なお、粒子の平均粒径は、粒子が粉体の場合には、遠心沈降式粒度分布測定装置(例えば株式会社島津製作所製、「SA-CP3型」)を用いて粉体を測定した等価球形分布における積算体積分率50%の粒径(d50)を平均粒径とすることができる。フィルム、層又は樹脂中の粒子の平均粒径については、10個以上の粒子を走査型電子顕微鏡(SEM)観察して粒子の直径を測定し、その平均値として求めることができる。その際、非球状粒子の場合は、最長径と最短径の平均値を各粒子の直径として測定することができる。
【0047】
本ポリエステルフィルムに粒子を含有させる場合、例えば、表層2,3と中間層1を設けて、表層2,3に粒子を含有させることが好ましい。

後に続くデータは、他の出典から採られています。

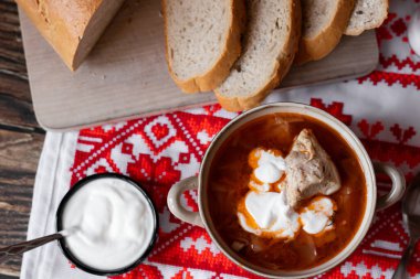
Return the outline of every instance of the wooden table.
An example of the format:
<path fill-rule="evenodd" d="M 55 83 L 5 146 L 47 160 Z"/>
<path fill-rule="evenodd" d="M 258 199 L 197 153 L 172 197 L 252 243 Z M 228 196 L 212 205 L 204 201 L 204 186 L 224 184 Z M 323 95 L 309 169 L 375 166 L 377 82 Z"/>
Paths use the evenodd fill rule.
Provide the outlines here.
<path fill-rule="evenodd" d="M 27 237 L 44 133 L 33 114 L 18 9 L 0 0 L 0 246 Z M 1 264 L 0 278 L 18 278 L 21 260 Z"/>

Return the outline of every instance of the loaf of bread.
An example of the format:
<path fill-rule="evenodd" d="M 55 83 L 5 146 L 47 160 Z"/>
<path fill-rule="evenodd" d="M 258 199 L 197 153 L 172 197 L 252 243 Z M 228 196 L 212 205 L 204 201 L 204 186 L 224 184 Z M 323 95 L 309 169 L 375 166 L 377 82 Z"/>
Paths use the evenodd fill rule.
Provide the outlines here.
<path fill-rule="evenodd" d="M 67 67 L 75 71 L 124 0 L 17 0 Z"/>
<path fill-rule="evenodd" d="M 287 74 L 301 35 L 300 0 L 248 0 L 244 50 L 214 90 L 223 108 L 249 109 Z"/>
<path fill-rule="evenodd" d="M 346 35 L 360 35 L 365 30 L 379 28 L 388 17 L 389 0 L 356 0 Z"/>
<path fill-rule="evenodd" d="M 342 40 L 354 0 L 302 0 L 302 37 L 296 64 L 327 56 Z"/>
<path fill-rule="evenodd" d="M 213 90 L 241 54 L 244 0 L 162 0 L 166 58 L 186 93 Z"/>

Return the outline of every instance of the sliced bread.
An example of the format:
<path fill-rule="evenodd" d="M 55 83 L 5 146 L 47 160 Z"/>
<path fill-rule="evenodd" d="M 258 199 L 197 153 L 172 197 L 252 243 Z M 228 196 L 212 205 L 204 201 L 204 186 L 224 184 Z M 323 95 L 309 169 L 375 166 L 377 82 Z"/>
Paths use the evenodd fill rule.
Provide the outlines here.
<path fill-rule="evenodd" d="M 365 30 L 379 28 L 388 17 L 389 0 L 356 0 L 346 35 L 360 35 Z"/>
<path fill-rule="evenodd" d="M 301 35 L 300 0 L 248 0 L 243 53 L 214 90 L 223 108 L 255 107 L 288 72 Z"/>
<path fill-rule="evenodd" d="M 186 93 L 213 90 L 241 54 L 244 0 L 162 0 L 166 58 Z"/>
<path fill-rule="evenodd" d="M 15 0 L 71 71 L 77 69 L 124 0 Z"/>
<path fill-rule="evenodd" d="M 302 0 L 302 37 L 296 64 L 327 56 L 347 28 L 354 0 Z"/>

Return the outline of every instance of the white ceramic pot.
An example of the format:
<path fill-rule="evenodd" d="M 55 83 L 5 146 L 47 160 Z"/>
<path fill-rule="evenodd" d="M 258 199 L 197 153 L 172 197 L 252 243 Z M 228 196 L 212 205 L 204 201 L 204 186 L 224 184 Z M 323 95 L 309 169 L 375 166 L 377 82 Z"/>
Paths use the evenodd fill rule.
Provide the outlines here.
<path fill-rule="evenodd" d="M 209 171 L 211 162 L 214 158 L 220 146 L 223 141 L 230 137 L 230 135 L 235 131 L 238 128 L 242 127 L 244 124 L 252 121 L 255 118 L 260 118 L 265 115 L 276 114 L 276 112 L 292 112 L 300 114 L 304 116 L 309 116 L 315 118 L 323 124 L 327 125 L 335 131 L 337 131 L 342 137 L 347 141 L 347 143 L 353 148 L 355 153 L 358 157 L 363 171 L 365 173 L 366 179 L 366 187 L 367 187 L 367 203 L 365 208 L 365 214 L 361 221 L 361 224 L 349 242 L 349 244 L 338 253 L 330 260 L 305 270 L 298 271 L 273 271 L 260 266 L 255 266 L 251 262 L 242 259 L 234 250 L 232 250 L 228 245 L 224 244 L 219 233 L 216 230 L 214 225 L 210 218 L 209 213 L 209 202 L 207 200 L 206 193 L 207 180 L 209 179 Z M 375 168 L 374 168 L 375 165 Z M 377 186 L 375 179 L 375 171 L 382 172 L 390 176 L 392 181 L 392 189 L 390 192 L 385 195 L 377 197 Z M 177 216 L 178 218 L 190 223 L 192 225 L 201 226 L 207 229 L 212 240 L 219 247 L 219 249 L 233 262 L 238 266 L 256 273 L 259 276 L 263 276 L 265 278 L 307 278 L 311 276 L 316 276 L 322 273 L 333 267 L 337 266 L 344 259 L 346 259 L 360 244 L 364 239 L 368 228 L 371 224 L 374 214 L 378 210 L 386 208 L 392 204 L 395 204 L 398 200 L 401 198 L 406 187 L 406 182 L 403 175 L 392 165 L 386 163 L 375 163 L 372 164 L 369 155 L 367 154 L 365 148 L 363 147 L 359 139 L 353 133 L 353 131 L 345 126 L 343 122 L 330 116 L 329 114 L 314 108 L 312 106 L 296 104 L 296 103 L 274 103 L 264 106 L 260 106 L 258 108 L 248 110 L 246 112 L 238 116 L 231 122 L 229 122 L 212 140 L 210 147 L 208 148 L 204 158 L 201 163 L 200 172 L 198 178 L 189 178 L 179 183 L 175 184 L 168 194 L 168 206 L 170 212 Z M 198 204 L 199 212 L 193 213 L 187 211 L 180 204 L 181 194 L 186 190 L 197 189 L 198 190 Z"/>

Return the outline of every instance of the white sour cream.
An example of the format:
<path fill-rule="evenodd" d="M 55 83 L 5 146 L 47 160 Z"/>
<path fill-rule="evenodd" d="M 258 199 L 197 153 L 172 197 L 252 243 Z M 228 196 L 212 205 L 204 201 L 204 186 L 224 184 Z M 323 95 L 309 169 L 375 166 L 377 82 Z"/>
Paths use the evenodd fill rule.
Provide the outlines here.
<path fill-rule="evenodd" d="M 263 183 L 279 181 L 286 170 L 284 159 L 264 150 L 261 150 L 258 155 L 260 159 L 259 167 L 254 170 L 255 178 Z"/>
<path fill-rule="evenodd" d="M 315 198 L 301 212 L 303 229 L 312 235 L 319 234 L 324 229 L 333 227 L 334 203 L 328 197 Z"/>
<path fill-rule="evenodd" d="M 262 232 L 293 238 L 301 228 L 298 214 L 287 205 L 284 192 L 251 191 L 245 197 L 245 207 Z"/>
<path fill-rule="evenodd" d="M 65 242 L 83 264 L 115 270 L 135 262 L 154 238 L 155 217 L 146 197 L 130 183 L 104 178 L 83 185 L 67 202 Z"/>

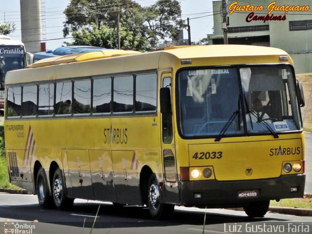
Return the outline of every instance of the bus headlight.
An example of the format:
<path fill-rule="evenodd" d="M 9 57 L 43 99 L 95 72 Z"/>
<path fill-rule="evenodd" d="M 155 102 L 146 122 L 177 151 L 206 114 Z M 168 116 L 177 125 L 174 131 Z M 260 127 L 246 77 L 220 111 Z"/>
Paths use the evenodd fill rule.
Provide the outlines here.
<path fill-rule="evenodd" d="M 193 169 L 191 172 L 191 176 L 195 179 L 198 178 L 200 175 L 199 171 L 197 169 Z"/>
<path fill-rule="evenodd" d="M 204 171 L 203 171 L 203 176 L 205 178 L 209 178 L 211 176 L 213 173 L 211 171 L 211 170 L 209 168 L 205 168 Z"/>
<path fill-rule="evenodd" d="M 296 172 L 299 172 L 301 170 L 301 165 L 300 163 L 296 162 L 292 165 L 292 169 Z"/>
<path fill-rule="evenodd" d="M 283 167 L 283 169 L 284 169 L 284 171 L 285 172 L 286 172 L 286 173 L 288 173 L 289 172 L 290 172 L 291 171 L 292 171 L 292 165 L 291 165 L 290 163 L 285 163 L 284 165 L 284 166 Z"/>

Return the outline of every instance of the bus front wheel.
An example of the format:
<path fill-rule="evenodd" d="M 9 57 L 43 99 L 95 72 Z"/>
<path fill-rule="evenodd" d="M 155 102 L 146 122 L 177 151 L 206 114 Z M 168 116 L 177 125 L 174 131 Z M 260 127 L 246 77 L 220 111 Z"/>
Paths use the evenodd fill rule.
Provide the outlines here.
<path fill-rule="evenodd" d="M 149 210 L 153 218 L 163 219 L 173 213 L 174 205 L 164 204 L 160 201 L 159 186 L 155 174 L 152 174 L 150 177 L 147 196 Z"/>
<path fill-rule="evenodd" d="M 68 198 L 66 196 L 64 181 L 61 171 L 58 168 L 53 176 L 52 192 L 55 205 L 57 208 L 60 210 L 69 209 L 74 204 L 74 198 Z"/>
<path fill-rule="evenodd" d="M 48 188 L 45 171 L 40 167 L 37 174 L 36 189 L 39 205 L 42 208 L 50 208 L 54 204 L 53 198 L 49 195 Z"/>
<path fill-rule="evenodd" d="M 251 218 L 263 217 L 269 210 L 270 200 L 250 202 L 244 211 Z"/>

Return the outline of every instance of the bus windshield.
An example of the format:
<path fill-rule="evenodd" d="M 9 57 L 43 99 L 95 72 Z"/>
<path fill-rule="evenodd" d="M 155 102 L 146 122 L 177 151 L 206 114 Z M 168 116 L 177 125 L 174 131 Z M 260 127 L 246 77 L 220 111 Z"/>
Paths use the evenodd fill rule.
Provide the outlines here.
<path fill-rule="evenodd" d="M 9 71 L 27 67 L 24 46 L 0 46 L 0 76 L 1 87 L 4 87 L 6 73 Z"/>
<path fill-rule="evenodd" d="M 184 137 L 278 137 L 301 129 L 295 79 L 287 65 L 184 70 L 177 84 Z"/>

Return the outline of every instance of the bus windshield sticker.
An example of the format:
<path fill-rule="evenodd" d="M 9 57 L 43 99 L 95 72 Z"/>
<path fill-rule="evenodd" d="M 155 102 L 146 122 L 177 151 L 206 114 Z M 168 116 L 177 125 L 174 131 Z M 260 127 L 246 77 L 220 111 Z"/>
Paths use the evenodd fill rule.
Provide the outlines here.
<path fill-rule="evenodd" d="M 281 121 L 279 122 L 274 122 L 274 127 L 275 131 L 276 132 L 281 132 L 282 131 L 289 131 L 288 125 L 286 121 Z"/>

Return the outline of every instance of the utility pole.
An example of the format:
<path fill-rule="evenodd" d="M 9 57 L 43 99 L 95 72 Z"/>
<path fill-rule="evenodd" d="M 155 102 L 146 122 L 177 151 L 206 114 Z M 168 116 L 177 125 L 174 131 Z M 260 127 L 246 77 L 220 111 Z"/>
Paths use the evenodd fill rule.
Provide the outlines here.
<path fill-rule="evenodd" d="M 187 18 L 187 32 L 189 35 L 189 45 L 191 45 L 191 26 L 190 26 L 190 19 Z"/>
<path fill-rule="evenodd" d="M 226 2 L 227 0 L 222 0 L 220 9 L 220 14 L 222 18 L 222 30 L 223 31 L 223 44 L 228 44 L 228 26 L 229 26 L 228 18 L 227 19 Z"/>
<path fill-rule="evenodd" d="M 120 37 L 119 29 L 119 12 L 118 12 L 118 19 L 117 20 L 117 40 L 118 40 L 118 49 L 120 49 Z"/>

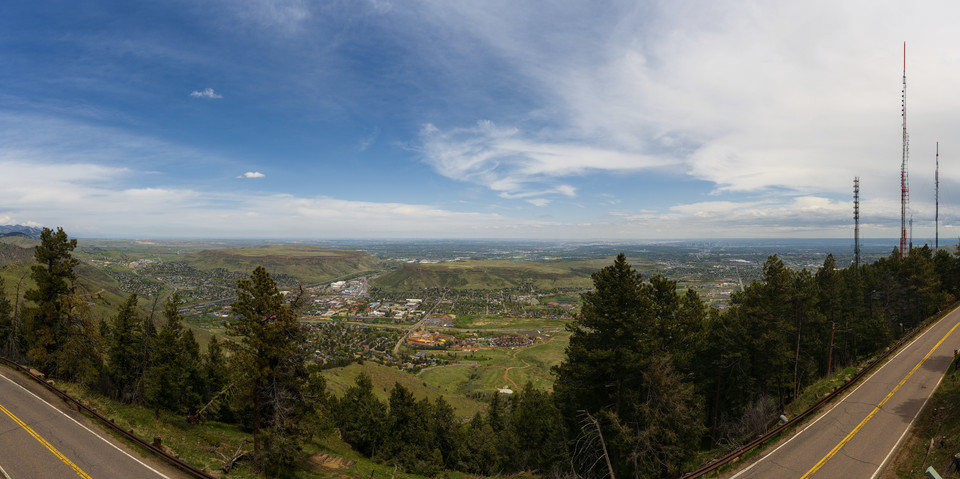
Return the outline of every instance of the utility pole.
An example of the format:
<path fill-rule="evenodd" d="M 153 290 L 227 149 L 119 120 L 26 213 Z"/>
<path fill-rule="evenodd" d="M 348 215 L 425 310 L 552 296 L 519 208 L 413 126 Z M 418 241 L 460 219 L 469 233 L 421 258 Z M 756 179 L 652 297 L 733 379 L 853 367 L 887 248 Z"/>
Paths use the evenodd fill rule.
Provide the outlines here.
<path fill-rule="evenodd" d="M 853 264 L 860 269 L 860 177 L 853 179 Z"/>
<path fill-rule="evenodd" d="M 907 208 L 910 203 L 910 178 L 907 158 L 910 145 L 907 136 L 907 42 L 903 42 L 903 91 L 900 96 L 900 115 L 903 117 L 903 159 L 900 162 L 900 258 L 907 254 Z"/>

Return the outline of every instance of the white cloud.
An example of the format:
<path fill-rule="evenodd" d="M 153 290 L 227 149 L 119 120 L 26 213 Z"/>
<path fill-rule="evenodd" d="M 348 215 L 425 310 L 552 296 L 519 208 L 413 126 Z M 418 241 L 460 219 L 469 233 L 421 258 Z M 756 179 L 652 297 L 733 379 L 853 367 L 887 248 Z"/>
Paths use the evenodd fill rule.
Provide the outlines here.
<path fill-rule="evenodd" d="M 438 28 L 492 50 L 514 69 L 509 81 L 540 98 L 522 120 L 423 130 L 438 172 L 498 192 L 662 167 L 717 193 L 847 197 L 860 176 L 897 198 L 904 39 L 911 176 L 923 194 L 934 141 L 960 123 L 960 49 L 938 40 L 960 14 L 951 2 L 625 2 L 592 15 L 428 5 Z"/>
<path fill-rule="evenodd" d="M 213 91 L 213 88 L 204 88 L 203 90 L 197 90 L 190 92 L 190 96 L 194 98 L 223 98 L 223 95 Z"/>
<path fill-rule="evenodd" d="M 557 179 L 596 170 L 638 171 L 664 164 L 662 159 L 578 143 L 535 141 L 517 128 L 480 121 L 471 128 L 421 129 L 421 153 L 437 173 L 500 192 L 504 198 L 560 194 L 576 188 Z M 548 186 L 544 189 L 544 186 Z"/>

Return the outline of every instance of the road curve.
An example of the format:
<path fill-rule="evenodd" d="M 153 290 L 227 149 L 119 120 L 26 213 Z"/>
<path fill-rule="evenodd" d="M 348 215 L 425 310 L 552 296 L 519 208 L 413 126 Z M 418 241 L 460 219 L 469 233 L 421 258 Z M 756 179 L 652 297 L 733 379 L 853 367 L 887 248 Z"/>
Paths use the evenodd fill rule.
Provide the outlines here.
<path fill-rule="evenodd" d="M 63 404 L 19 373 L 0 367 L 0 478 L 182 477 L 105 438 Z"/>
<path fill-rule="evenodd" d="M 850 393 L 731 478 L 875 478 L 960 347 L 960 309 L 905 345 Z"/>

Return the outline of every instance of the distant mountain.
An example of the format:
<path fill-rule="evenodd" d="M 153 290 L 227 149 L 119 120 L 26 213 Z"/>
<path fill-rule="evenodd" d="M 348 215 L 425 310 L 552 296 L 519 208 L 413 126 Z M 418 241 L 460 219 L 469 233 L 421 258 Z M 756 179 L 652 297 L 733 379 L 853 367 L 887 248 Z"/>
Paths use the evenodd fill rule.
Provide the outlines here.
<path fill-rule="evenodd" d="M 43 228 L 37 228 L 36 226 L 23 226 L 23 225 L 0 225 L 0 237 L 7 236 L 10 234 L 21 233 L 23 235 L 29 236 L 33 239 L 40 239 L 40 233 L 43 231 Z"/>
<path fill-rule="evenodd" d="M 306 283 L 320 283 L 379 267 L 380 260 L 362 251 L 307 245 L 270 245 L 260 248 L 203 250 L 183 261 L 197 269 L 222 268 L 250 273 L 257 266 L 270 274 L 286 274 Z"/>

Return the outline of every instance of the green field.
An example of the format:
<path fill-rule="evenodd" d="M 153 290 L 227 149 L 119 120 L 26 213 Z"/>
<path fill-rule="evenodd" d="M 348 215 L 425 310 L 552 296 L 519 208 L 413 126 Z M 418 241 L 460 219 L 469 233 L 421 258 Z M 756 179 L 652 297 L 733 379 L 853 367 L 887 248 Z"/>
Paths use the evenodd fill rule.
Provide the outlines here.
<path fill-rule="evenodd" d="M 305 283 L 330 281 L 380 268 L 379 259 L 362 251 L 307 245 L 204 250 L 187 255 L 182 261 L 201 270 L 221 268 L 245 273 L 263 266 L 272 275 L 284 274 Z"/>
<path fill-rule="evenodd" d="M 487 405 L 481 401 L 470 399 L 463 395 L 451 394 L 448 390 L 428 384 L 423 379 L 407 374 L 397 368 L 383 366 L 367 361 L 363 364 L 351 364 L 342 368 L 327 369 L 323 376 L 327 379 L 327 389 L 335 396 L 343 393 L 355 384 L 360 372 L 366 372 L 373 381 L 373 393 L 381 401 L 387 402 L 390 390 L 395 383 L 400 383 L 410 390 L 417 399 L 429 398 L 431 401 L 443 396 L 461 418 L 470 418 L 474 414 L 486 409 Z"/>
<path fill-rule="evenodd" d="M 612 258 L 582 261 L 463 260 L 433 264 L 404 264 L 375 279 L 371 284 L 389 291 L 423 288 L 503 289 L 534 286 L 589 288 L 590 275 L 613 262 Z M 649 261 L 631 258 L 634 267 Z"/>
<path fill-rule="evenodd" d="M 457 353 L 457 359 L 473 361 L 476 365 L 430 368 L 422 371 L 419 377 L 431 386 L 463 396 L 489 395 L 504 386 L 522 388 L 527 382 L 538 389 L 552 390 L 555 377 L 550 368 L 563 360 L 569 342 L 570 333 L 564 332 L 525 348 Z M 446 358 L 448 354 L 438 352 L 437 356 Z M 508 379 L 504 379 L 504 373 Z"/>

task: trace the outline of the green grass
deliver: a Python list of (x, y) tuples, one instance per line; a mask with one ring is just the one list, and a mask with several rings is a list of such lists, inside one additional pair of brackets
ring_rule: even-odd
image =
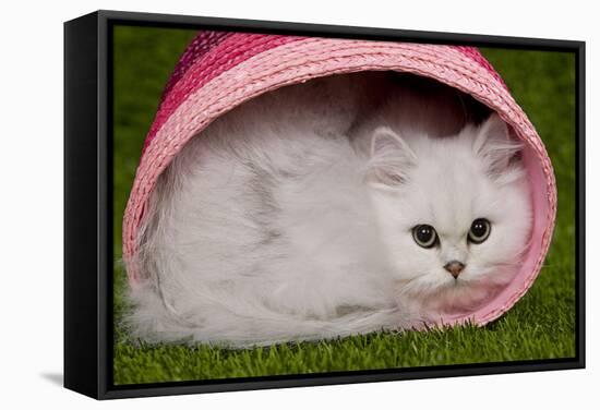
[[(117, 27), (115, 33), (115, 322), (127, 306), (122, 213), (165, 83), (194, 33)], [(554, 239), (529, 292), (503, 317), (403, 335), (381, 333), (250, 350), (137, 346), (115, 331), (115, 384), (483, 363), (575, 355), (575, 59), (573, 55), (482, 50), (542, 136), (559, 185)]]

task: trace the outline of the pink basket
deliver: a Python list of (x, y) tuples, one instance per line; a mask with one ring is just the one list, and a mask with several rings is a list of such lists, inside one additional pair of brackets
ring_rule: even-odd
[(158, 176), (185, 143), (211, 121), (272, 89), (331, 74), (392, 70), (434, 79), (496, 111), (526, 142), (524, 161), (531, 183), (532, 239), (513, 281), (468, 315), (484, 325), (511, 309), (529, 289), (548, 252), (556, 214), (550, 158), (533, 125), (492, 65), (472, 47), (315, 37), (200, 32), (176, 67), (144, 144), (123, 219), (123, 257), (129, 281), (139, 284), (132, 255), (137, 230)]

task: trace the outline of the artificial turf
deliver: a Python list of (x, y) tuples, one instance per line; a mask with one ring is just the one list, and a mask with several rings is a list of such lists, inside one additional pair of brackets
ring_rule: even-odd
[(541, 135), (559, 188), (554, 238), (527, 294), (482, 328), (379, 333), (327, 342), (226, 350), (132, 343), (118, 325), (128, 309), (121, 224), (145, 134), (166, 81), (194, 32), (115, 27), (113, 383), (364, 371), (575, 357), (575, 56), (482, 49)]

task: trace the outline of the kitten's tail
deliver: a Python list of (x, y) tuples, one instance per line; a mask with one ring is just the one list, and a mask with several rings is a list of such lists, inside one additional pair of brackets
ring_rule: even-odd
[(262, 308), (252, 315), (205, 306), (202, 317), (184, 317), (167, 306), (154, 289), (142, 286), (130, 292), (135, 309), (122, 324), (128, 334), (146, 342), (209, 343), (249, 348), (289, 341), (334, 339), (377, 330), (408, 327), (398, 309), (357, 310), (331, 319), (305, 318)]

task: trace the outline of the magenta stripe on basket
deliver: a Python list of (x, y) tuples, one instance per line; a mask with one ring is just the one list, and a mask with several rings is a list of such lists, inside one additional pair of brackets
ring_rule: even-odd
[(508, 86), (506, 85), (506, 83), (504, 83), (504, 80), (502, 80), (500, 74), (492, 67), (492, 64), (490, 64), (490, 62), (485, 59), (485, 57), (483, 57), (481, 51), (479, 51), (476, 47), (454, 46), (454, 48), (460, 51), (466, 57), (473, 60), (475, 62), (477, 62), (479, 65), (481, 65), (485, 70), (488, 70), (490, 74), (494, 76), (494, 79), (496, 79), (502, 85), (504, 85), (506, 89), (508, 89)]
[(192, 59), (193, 62), (189, 63), (190, 67), (185, 71), (185, 75), (172, 86), (168, 94), (165, 94), (165, 99), (146, 136), (143, 150), (146, 150), (158, 130), (179, 105), (195, 89), (253, 56), (303, 38), (297, 36), (236, 33), (227, 36), (218, 45), (202, 55), (194, 56), (192, 53), (189, 56), (188, 58)]
[(213, 48), (218, 46), (224, 39), (229, 36), (232, 36), (233, 33), (228, 32), (213, 32), (213, 31), (203, 31), (199, 32), (194, 37), (192, 43), (185, 48), (185, 51), (179, 59), (179, 62), (175, 67), (171, 76), (165, 91), (163, 92), (161, 101), (165, 99), (165, 96), (169, 94), (171, 88), (179, 82), (179, 80), (185, 74), (185, 72), (192, 67), (192, 64), (202, 56), (209, 52)]

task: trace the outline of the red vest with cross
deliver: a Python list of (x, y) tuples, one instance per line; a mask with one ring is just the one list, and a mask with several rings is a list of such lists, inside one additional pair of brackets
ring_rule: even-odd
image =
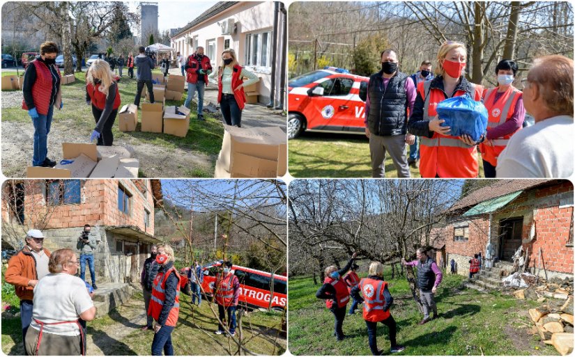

また、3種3層構造などにより表裏異設計とする場合は、表層2,3のうち少なくとも一方のみに粒子を含有させることも可能である。したがって、前記表層2,3のうち少なくとも一方に粒子を含有させることが好ましく、取り扱い性の観点からは両表層2,3に粒子を含有させることがより好ましい。
粒子の含有量は、平均粒径にも依存するが、粒子を含有する層において、質量基準で、5000ppm以下であることが好ましく、より好ましくは4000ppm以下、さらに好ましくは3000ppm以下である。かかる範囲であれば、本ポリエステルフィルムの透明性を良好なものとすることができる。粒子を含有しない場合、あるいは粒子の含有量が少ない場合、滑り性が不十分となる場合があるため、当該含有量は50ppm以上であることが好ましく、より好ましくは100ppm以上である。
【0048】
本ポリエステルフィルム中に粒子を添加する方法としては、特に限定されるものではなく、従来公知の方法を採用しうる。例えば、積層構造のポリエステルフィルムであれば、各層を構成するポリエステルを製造する任意の段階において添加することができるが、エステル化又はエステル交換反応終了後、添加するのが好ましい。
【0049】
<その他>
オリゴマー成分の析出量を抑えるために、オリゴマー成分の含有量が少ないポリエステルを原料としてフィルムを製造してもよい。オリゴマー成分の含有量が少ないポリエステルの製造方法としては、種々公知の方法を用いることができ、例えばポリエステル製造後に固相重合する方法等が挙げられる。
また、本ポリエステルフィルムを3層以上の構成とし、本ポリエステルフィルムの表層を、オリゴマー成分の含有量が少ないポリエステル原料を用いた層とすることで、オリゴマー成分の析出量を抑えてもよい。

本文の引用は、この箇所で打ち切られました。